How are lottery winnings taxed?
Lottery winnings are considered ordinary taxable income for both federal and state tax purposes. That means your winnings are taxed the same as your wages or salary. And you must report the entire amount you receive each year on your tax return.
For example, let’s say you elected to receive your lottery winnings in the form of annuity payments and received $50,000 in 2019. You must report that money as income on your 2019 tax return. The same is true, however, if you take a lump-sum payout in 2019. You must report that entire amount as well.
Note: Before you receive one dollar, the IRS automatically takes 25 percent of your winnings as tax money. You’re expected to pay the rest of your tax bill on that prize money when you file your return.
What is the tax rate for lottery winnings?
When it comes to federal taxes, lottery winnings are taxed according to the federal tax brackets. Therefore, you won’t pay the same tax rate on the entire amount. The tax brackets are progressive, which means portions of your winnings are taxed at different rates. Depending on the number of your winnings, your federal tax rate could be as high as 37 percent.
State and local tax rates vary by location. Some states don’t impose an income tax while others withhold over 15 percent. Also, some states have withholding rates for non-residents, meaning even if you don’t live there, you still have to pay taxes to that state.
Do I have to pay state taxes on lottery winnings if I don’t live in the state where I bought the ticket?
Most states don’t withhold taxes when the winner doesn’t reside there. In fact, of the 43 states that participate in multistate lotteries, only two withhold taxes from nonresidents. Arizona and Maryland both tax the winnings of people who live out-of-state.
Can I change the amount of tax the lottery withholds?
You don’t have a choice on how much state or federal tax is withheld from your winnings. The only piece you can control is how much money you save to cover any extra money you may owe.
Do lottery winnings count as earned income for Social Security purposes?
Lottery winnings are not considered earned income, no matter how much work it was purchasing your tickets. Therefore, they do not affect your Social Security benefits.
Does winning the lottery affect my tax bracket?
Winning the lottery can affect your tax bracket in a big way. An average family’s top federal tax rate could go from 22 percent to 37 percent. But remember, if that happens, you likely won’t pay the top rate on all of your money.
That is unless your regular household income already places you in the top tax bracket prior to winning. In that case, all of it is taxed at 37 percent. Lottery winnings are combined with the rest of your taxable income for the year, meaning that money is not taxed separately.

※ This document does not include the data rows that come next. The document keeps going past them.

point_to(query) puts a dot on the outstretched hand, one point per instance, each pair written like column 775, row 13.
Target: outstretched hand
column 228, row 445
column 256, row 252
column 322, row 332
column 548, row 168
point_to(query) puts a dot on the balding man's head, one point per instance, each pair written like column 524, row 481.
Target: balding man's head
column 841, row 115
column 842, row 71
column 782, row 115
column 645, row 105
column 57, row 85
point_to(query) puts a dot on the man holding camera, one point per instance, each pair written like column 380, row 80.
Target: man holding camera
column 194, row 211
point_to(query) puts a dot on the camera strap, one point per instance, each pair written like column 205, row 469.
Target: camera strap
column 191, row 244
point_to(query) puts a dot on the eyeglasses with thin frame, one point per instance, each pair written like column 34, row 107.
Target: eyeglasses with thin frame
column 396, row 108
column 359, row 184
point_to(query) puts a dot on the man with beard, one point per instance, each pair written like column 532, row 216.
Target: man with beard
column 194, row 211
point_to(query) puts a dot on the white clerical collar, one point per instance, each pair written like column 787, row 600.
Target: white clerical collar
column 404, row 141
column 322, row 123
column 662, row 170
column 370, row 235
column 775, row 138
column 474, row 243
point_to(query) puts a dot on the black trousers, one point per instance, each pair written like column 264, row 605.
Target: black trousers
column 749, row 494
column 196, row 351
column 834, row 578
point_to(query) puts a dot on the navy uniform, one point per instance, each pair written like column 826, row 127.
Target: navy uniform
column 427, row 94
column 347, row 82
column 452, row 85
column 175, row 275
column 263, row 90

What are the benefits of taking a lump sum payment versus annuity payments?
If you take a lump sum, you have more control over your money right now. You can choose to invest it into a retirement account or other stock option to generate a return. You could also use it to buy or expand a business.
Several financial advisors recommend taking the lump sum because you typically receive a better return on investing lottery winnings in higher-return assets, like stocks. If you elect annuity payments, however, you can take advantage of your tax deductions each year and a lower tax bracket to reduce your tax bill.
The decision for which option is better is complex. It all depends on the size of the lottery winnings, your current and projected income tax rates, where you reside, and the potential rate of return on any investments. If you win big, it’s in your best interest to work with a financial advisor to determine what’s right for you.